Officers claim he didn’t provide ID and that alone was enough legal justification for an arrest, which involved taking the 250-pound, 6-5 former football player to the ground, kicking and tasering him at least three times. But Moore-Williams and his friends say he didn’t do anything wrong, and a video of the arrest shows him verbally offering police the ID he appears to be holding in his hands.

Vancouver Mayor Gregor Robertson says he’s taking complaints about the arrest seriously and that he has forwarded the file to the Office of the Police Complaint Commissioner. Robertson’s staff are also reaching out to Moore-Williams.

“I’ve heard people express concerns about it,” he said. “When there’s an incident like this we want to make sure there is trust in the police.”
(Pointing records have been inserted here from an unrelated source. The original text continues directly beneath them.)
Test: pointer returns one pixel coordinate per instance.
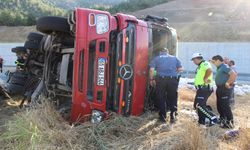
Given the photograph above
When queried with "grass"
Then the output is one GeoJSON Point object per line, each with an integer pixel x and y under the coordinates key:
{"type": "Point", "coordinates": [42, 127]}
{"type": "Point", "coordinates": [37, 128]}
{"type": "Point", "coordinates": [244, 139]}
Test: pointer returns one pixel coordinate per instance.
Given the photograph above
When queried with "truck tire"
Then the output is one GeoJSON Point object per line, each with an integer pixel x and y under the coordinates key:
{"type": "Point", "coordinates": [19, 49]}
{"type": "Point", "coordinates": [68, 41]}
{"type": "Point", "coordinates": [34, 36]}
{"type": "Point", "coordinates": [51, 24]}
{"type": "Point", "coordinates": [32, 45]}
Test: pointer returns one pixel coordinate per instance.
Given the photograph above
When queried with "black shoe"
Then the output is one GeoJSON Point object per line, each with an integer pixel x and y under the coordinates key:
{"type": "Point", "coordinates": [173, 117]}
{"type": "Point", "coordinates": [227, 125]}
{"type": "Point", "coordinates": [162, 118]}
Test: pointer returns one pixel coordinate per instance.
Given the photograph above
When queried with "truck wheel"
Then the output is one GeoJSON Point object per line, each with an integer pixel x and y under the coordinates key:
{"type": "Point", "coordinates": [51, 24]}
{"type": "Point", "coordinates": [33, 36]}
{"type": "Point", "coordinates": [19, 49]}
{"type": "Point", "coordinates": [32, 45]}
{"type": "Point", "coordinates": [68, 41]}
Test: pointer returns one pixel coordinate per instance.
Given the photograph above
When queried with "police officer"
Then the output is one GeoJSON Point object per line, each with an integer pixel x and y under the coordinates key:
{"type": "Point", "coordinates": [224, 80]}
{"type": "Point", "coordinates": [203, 84]}
{"type": "Point", "coordinates": [166, 82]}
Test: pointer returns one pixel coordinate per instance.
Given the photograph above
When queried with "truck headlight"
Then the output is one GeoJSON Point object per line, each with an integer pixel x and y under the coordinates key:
{"type": "Point", "coordinates": [102, 23]}
{"type": "Point", "coordinates": [97, 116]}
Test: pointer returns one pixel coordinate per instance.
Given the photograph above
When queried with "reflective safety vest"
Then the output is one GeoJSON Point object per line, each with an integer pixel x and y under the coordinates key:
{"type": "Point", "coordinates": [19, 63]}
{"type": "Point", "coordinates": [200, 73]}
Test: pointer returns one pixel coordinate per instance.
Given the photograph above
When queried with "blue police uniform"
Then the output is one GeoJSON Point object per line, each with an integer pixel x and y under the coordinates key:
{"type": "Point", "coordinates": [223, 95]}
{"type": "Point", "coordinates": [166, 83]}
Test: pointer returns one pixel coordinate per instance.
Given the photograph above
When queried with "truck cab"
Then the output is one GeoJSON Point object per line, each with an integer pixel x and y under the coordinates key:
{"type": "Point", "coordinates": [111, 57]}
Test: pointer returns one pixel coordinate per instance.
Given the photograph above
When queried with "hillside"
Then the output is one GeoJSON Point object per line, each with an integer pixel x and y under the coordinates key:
{"type": "Point", "coordinates": [25, 12]}
{"type": "Point", "coordinates": [206, 20]}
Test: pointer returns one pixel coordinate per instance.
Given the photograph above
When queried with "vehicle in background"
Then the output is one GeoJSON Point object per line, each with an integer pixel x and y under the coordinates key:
{"type": "Point", "coordinates": [95, 63]}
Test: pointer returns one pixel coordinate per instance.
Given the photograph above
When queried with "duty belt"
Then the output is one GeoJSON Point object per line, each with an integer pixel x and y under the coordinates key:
{"type": "Point", "coordinates": [203, 87]}
{"type": "Point", "coordinates": [168, 77]}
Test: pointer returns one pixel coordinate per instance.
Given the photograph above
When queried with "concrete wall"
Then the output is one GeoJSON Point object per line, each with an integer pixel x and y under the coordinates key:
{"type": "Point", "coordinates": [239, 52]}
{"type": "Point", "coordinates": [7, 55]}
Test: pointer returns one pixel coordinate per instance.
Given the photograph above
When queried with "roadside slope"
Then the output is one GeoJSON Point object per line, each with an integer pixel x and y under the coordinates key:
{"type": "Point", "coordinates": [15, 34]}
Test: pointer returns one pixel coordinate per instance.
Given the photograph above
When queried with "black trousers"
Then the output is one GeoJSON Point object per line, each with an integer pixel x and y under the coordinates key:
{"type": "Point", "coordinates": [167, 95]}
{"type": "Point", "coordinates": [223, 103]}
{"type": "Point", "coordinates": [232, 100]}
{"type": "Point", "coordinates": [200, 103]}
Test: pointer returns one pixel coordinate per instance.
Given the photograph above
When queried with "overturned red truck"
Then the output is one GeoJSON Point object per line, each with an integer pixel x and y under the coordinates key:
{"type": "Point", "coordinates": [96, 63]}
{"type": "Point", "coordinates": [111, 61]}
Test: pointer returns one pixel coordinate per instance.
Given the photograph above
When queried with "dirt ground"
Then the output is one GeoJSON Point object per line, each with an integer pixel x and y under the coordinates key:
{"type": "Point", "coordinates": [158, 138]}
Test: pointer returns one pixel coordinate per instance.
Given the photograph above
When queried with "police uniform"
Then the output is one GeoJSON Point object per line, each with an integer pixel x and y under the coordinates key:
{"type": "Point", "coordinates": [166, 83]}
{"type": "Point", "coordinates": [223, 95]}
{"type": "Point", "coordinates": [203, 92]}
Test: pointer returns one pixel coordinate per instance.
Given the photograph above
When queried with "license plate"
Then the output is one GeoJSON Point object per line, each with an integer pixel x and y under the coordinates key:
{"type": "Point", "coordinates": [101, 71]}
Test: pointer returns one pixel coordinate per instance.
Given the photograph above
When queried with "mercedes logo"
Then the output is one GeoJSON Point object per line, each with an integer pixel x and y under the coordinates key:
{"type": "Point", "coordinates": [126, 72]}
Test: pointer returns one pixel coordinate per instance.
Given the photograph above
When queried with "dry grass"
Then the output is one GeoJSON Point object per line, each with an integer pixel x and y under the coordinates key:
{"type": "Point", "coordinates": [38, 128]}
{"type": "Point", "coordinates": [196, 138]}
{"type": "Point", "coordinates": [42, 127]}
{"type": "Point", "coordinates": [244, 139]}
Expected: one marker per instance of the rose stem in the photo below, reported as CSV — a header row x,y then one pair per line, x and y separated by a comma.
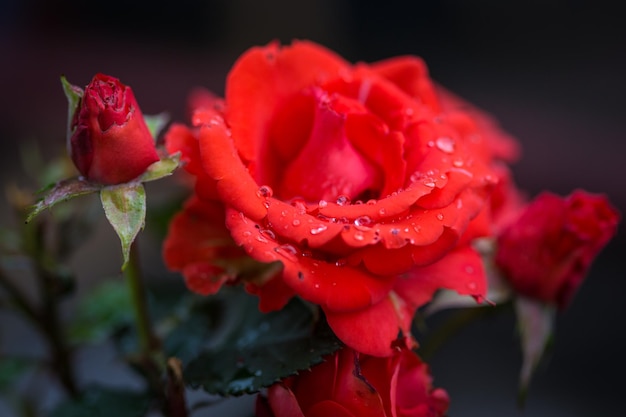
x,y
147,340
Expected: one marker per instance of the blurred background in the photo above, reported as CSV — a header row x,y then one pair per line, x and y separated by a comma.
x,y
552,71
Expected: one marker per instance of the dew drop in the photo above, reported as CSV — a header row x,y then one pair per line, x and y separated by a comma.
x,y
265,191
363,221
268,233
445,144
288,251
319,229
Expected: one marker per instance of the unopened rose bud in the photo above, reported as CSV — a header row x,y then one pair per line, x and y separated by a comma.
x,y
110,142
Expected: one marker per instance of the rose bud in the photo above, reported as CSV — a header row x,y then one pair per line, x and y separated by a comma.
x,y
110,141
546,253
351,384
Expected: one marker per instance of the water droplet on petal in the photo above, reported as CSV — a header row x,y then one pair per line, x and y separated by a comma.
x,y
268,233
341,262
445,144
363,221
265,191
288,251
319,229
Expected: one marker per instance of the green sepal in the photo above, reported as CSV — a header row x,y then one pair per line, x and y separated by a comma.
x,y
62,191
162,168
535,320
125,207
74,95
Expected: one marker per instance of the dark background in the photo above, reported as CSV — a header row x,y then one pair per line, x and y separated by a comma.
x,y
551,71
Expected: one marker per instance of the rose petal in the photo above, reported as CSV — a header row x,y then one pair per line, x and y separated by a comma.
x,y
460,270
283,402
335,288
410,74
266,76
222,163
372,330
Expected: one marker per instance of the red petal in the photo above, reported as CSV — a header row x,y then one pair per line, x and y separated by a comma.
x,y
410,74
372,330
460,270
335,288
283,402
263,78
220,160
203,278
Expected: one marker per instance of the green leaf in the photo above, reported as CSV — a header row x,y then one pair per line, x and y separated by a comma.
x,y
125,208
161,168
101,313
156,123
104,402
536,323
260,349
74,95
62,191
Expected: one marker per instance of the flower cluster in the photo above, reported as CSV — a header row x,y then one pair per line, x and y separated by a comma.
x,y
361,189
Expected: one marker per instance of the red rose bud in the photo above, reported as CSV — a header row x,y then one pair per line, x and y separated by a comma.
x,y
110,141
547,252
350,384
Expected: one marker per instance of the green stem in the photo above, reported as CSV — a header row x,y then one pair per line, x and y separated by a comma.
x,y
147,340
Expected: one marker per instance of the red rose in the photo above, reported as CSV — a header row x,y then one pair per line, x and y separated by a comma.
x,y
350,384
546,253
356,178
110,142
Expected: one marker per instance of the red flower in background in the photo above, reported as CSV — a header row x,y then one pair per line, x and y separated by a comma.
x,y
350,384
358,179
546,253
110,142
Orville Nickel, a Simon Fraser University instructor who did his PhD in use of force decisions, said that Moore-Williams’ jaywalking is not a crime, just a civic or motor vehicle act violation, and likely not the reason police targeted him.

Nickel said it’s more likely that police targeted him because of the disrespect he showed.

“Self-confidence in a police environment can be a problem,” he said. “It can be perceived as disrespectful, which can quickly turn into a situation where the officers challenge the disrespectfulness through a use of force situation.

“Both parties had a role in this, however, the decision to refrain from an arrest in a jaywalking event could have prevented this confrontation from getting physical,” he said. “Challenging a citizen over a jaywalking incident doesn’t make a lot of sense. The decision factors to engage in physical force in this incident are pretty weak. It should never have gone that far.”

Camia Weaver of Pivot Legal Society said it’s not illegal to “flip someone off.”

“Rudeness is not a reason to be assaulted like that,” she said. “Take your time and have some conversation. Have some communication. De-escalate the intensity of emotion that might be happening so you can have a resolution that is not harmful to anybody.”